Other causes that are near and dear to the hearts of all at BCS range from a local children’s hospital to the Conservation Association which takes care of coastal waterways in Texas and around the United States. “We all live by the rule of ‘leave the garden in better shape than you received it,’ says Ben. “We need to do that with our environment, the people around us and our communities. If we can make something better and leave it in better shape than we found it, then we do so.”

As for future plans and growth at BCS the company wants “to grow in terms of the volume of work but at the same time to make sure we do so in a sustainable way,” says Ben. “We want to scale whilst also keeping the culture we have and keeping that small company ethos and those values.

“If things keep going in Austin like they are, we’d like to see a smooth, even, $60m dollars a year of work in five years, maybe $80 if we can get there – a well-rounded, balanced workload of small, midsize and larger projects. It’s about being able to scale efficiently and not just ‘balloon’ or ever lose any of the important aspects like care for the community and for one another and empathy for people we work for and who work with us.”

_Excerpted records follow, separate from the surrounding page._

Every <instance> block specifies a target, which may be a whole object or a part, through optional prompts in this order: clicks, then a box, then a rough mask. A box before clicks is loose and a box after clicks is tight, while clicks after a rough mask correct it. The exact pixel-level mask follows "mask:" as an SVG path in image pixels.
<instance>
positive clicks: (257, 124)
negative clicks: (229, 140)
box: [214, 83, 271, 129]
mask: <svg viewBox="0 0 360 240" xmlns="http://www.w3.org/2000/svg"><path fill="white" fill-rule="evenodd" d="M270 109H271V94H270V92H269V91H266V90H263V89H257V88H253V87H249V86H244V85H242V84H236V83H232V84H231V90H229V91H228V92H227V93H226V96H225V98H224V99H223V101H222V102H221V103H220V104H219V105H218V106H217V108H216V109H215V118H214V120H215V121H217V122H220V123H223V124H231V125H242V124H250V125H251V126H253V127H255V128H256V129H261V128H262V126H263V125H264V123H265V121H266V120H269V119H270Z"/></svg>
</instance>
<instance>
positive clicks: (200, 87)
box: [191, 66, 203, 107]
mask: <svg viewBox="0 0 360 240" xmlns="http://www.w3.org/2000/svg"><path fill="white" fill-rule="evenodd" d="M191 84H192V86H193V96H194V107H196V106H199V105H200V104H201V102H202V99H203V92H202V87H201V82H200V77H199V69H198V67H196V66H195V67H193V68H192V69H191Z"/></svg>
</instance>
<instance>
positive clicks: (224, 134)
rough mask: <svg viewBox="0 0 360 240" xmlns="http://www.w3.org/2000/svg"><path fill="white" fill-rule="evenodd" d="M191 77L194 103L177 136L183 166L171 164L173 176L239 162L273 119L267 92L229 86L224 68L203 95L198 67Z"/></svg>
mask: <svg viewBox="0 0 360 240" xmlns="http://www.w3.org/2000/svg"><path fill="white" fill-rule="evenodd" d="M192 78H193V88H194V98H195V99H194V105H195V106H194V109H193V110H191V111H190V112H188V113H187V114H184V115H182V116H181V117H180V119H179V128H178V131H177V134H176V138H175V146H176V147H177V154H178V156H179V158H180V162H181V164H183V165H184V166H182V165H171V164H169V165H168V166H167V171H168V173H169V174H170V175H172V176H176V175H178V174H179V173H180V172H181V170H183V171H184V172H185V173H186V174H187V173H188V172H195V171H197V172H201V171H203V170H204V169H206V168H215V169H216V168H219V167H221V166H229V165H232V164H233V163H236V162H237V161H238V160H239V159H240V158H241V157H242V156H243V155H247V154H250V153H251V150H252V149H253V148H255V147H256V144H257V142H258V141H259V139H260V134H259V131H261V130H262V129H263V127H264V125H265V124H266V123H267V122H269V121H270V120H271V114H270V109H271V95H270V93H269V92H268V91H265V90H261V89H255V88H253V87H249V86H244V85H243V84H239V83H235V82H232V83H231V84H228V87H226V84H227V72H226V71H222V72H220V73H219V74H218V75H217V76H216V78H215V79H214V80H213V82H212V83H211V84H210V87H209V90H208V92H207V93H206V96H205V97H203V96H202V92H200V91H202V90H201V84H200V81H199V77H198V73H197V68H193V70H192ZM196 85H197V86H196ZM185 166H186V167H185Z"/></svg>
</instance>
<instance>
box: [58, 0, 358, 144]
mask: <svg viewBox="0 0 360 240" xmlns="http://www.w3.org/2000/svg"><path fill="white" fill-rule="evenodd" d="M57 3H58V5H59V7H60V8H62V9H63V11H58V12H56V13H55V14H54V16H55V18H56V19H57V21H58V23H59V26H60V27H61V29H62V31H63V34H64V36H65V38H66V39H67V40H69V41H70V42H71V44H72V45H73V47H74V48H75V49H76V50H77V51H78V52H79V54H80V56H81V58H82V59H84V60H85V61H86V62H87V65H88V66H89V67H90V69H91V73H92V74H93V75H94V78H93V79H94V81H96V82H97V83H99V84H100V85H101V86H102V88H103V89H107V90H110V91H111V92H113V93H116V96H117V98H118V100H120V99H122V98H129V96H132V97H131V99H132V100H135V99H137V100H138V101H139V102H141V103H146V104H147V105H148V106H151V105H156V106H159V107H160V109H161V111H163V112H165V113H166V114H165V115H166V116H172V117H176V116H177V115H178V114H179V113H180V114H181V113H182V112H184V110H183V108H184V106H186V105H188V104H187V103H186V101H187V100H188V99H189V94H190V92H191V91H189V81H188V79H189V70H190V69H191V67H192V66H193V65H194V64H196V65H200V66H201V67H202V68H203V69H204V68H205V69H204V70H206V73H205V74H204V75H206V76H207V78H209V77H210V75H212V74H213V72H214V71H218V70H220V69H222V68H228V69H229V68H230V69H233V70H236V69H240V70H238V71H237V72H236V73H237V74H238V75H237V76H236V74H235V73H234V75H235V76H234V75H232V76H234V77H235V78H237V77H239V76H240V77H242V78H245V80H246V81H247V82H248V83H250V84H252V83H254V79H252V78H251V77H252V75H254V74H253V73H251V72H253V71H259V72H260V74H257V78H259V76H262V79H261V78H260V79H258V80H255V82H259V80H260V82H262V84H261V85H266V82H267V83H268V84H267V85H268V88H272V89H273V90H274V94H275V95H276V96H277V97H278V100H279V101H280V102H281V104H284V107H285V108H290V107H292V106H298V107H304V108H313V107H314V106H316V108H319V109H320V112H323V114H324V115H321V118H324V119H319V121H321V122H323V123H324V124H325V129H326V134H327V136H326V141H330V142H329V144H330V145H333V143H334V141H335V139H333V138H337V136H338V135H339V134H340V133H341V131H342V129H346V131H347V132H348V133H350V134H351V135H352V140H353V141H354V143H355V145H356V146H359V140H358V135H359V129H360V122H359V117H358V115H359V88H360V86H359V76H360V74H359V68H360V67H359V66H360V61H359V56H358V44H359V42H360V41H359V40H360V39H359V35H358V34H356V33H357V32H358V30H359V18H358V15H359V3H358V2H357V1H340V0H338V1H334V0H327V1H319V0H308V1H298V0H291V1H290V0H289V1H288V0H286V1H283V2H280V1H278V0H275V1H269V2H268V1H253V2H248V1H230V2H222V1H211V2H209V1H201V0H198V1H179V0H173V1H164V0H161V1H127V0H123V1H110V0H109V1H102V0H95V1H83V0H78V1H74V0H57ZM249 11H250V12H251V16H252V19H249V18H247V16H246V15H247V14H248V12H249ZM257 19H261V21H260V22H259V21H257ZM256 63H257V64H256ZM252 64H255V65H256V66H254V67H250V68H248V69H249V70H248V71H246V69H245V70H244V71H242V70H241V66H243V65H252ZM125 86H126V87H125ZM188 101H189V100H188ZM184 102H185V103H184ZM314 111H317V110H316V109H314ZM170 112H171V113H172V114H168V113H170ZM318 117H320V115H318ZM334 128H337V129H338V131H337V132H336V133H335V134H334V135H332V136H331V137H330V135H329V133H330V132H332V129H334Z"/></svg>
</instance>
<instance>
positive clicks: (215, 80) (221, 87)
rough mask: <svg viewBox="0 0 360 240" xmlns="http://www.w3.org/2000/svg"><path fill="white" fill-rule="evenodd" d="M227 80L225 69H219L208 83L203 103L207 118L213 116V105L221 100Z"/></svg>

aerial view of BCS team on skyscraper building roof

So, what is next for the company? The evidence points to more of the same. Steady customer-led growth based on a high-quality product. Sounds simple? For BCS, it sure is. “We want to continue to expand into other markets if we can. Right now, Austin and Central Texas is our main area, but we will go further – like Huston or San Antonio if a client asks us to. Right now, for example, we are building a big data center and a crypto mining facility in Temple, Texas and that customer has asked us to look at a project in Corpus Christi, Texas. Where our customers take us, we are happy to go!”

As the name and reputation at BCS continues to spread, this seems more likely to happen. Again, it comes back to doing what you say you are going to do, says Ben. “Austin, we like to say is the biggest small town in America,” he states. “Everyone knows everyone, and reputation is important. In the end it’s all you have.”